Denton is a small village in the civil parish of Newhaven, in the Lewes district, in the county of East Sussex, England. It adjoins the village of South Heighton and Mount Pleasant and backs onto the South Downs.

== History ==
The Manor of Denton was held in Saxon times by Earl Godwin, father of King Harold II Godwinson. It seems likely that Denton was destroyed during the Saxon rebellion of 1068. It does not appear in the Domesday Book of 1086. The name Denton comes from Old English and means farmstead or village in a valley.
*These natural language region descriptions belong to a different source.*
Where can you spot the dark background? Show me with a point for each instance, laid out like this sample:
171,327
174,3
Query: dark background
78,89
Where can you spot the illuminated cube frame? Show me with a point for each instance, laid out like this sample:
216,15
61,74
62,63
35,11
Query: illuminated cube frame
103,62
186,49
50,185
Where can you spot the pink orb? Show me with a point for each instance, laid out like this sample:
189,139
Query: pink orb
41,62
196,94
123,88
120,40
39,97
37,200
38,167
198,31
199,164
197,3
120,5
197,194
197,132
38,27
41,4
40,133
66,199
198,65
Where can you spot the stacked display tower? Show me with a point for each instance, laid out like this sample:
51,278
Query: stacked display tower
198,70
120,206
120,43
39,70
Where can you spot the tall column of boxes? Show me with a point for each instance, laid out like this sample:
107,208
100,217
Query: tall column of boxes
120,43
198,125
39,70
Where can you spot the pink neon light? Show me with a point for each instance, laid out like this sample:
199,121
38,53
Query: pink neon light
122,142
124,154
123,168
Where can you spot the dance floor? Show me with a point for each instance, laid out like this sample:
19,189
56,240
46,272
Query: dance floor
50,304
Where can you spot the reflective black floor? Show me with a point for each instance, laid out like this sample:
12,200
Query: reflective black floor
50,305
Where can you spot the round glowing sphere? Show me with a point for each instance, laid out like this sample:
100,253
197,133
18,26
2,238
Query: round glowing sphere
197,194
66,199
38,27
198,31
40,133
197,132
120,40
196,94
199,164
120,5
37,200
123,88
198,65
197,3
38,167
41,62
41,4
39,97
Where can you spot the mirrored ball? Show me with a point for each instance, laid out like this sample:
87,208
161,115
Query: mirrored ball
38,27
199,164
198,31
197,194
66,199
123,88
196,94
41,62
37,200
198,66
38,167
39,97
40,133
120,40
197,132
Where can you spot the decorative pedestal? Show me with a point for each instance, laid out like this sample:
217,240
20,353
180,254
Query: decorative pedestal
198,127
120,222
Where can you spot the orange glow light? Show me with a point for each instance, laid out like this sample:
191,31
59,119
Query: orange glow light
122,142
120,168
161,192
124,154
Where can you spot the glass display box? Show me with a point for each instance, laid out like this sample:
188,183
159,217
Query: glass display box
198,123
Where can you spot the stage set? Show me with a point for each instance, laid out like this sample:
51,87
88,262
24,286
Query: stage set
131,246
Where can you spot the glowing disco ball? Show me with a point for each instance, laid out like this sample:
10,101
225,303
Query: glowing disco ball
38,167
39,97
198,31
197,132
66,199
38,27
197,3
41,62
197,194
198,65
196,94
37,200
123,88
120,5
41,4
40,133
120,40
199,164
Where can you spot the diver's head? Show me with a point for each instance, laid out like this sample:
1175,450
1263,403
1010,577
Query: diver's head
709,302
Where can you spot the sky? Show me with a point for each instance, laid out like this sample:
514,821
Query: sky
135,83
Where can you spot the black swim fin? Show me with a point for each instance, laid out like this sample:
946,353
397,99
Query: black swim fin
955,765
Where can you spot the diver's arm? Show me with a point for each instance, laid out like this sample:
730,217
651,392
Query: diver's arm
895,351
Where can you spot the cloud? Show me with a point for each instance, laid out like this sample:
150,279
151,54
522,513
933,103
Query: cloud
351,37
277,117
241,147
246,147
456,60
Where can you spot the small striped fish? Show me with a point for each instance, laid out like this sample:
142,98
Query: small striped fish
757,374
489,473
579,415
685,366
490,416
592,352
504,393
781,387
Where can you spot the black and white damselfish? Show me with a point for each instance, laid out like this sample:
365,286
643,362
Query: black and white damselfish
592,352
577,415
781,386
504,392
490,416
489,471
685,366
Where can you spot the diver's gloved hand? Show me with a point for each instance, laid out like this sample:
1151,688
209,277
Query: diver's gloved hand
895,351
In 1894 the parish of Denton Urban was split from Denton. In 1931 the parish had a population of 568. On 1 April 1934 the parish was abolished and merged with Newhaven and South Heighton.

==Amenities==
Denton's church, St. Leonard's, was first built around 1288, later extended and carefully restored during the Decorated Period. The walls are of flint and stone and the Vestry was added during the 20th century. The remains of what is thought to have been a priest's house in the west end of the churchyard, dating from about 1280, have recently been partly restored. The village has a junior school and one pub, the "Flying Fish" (originally named the "Kicking Donkey") which dates back to the 18th century.

==Denton Island==
There is also a man-made island called Denton Island, in the middle of Newhaven Harbour, which featured a Toll Bridge which the residents of Denton village were exempt from paying.

==Residents==
Ralph Reader who created the Gang Show for the Scout movement was from the village and the local Scout group is known as "The 2nd Denton & South Heighton (Ralph Reader's Own)".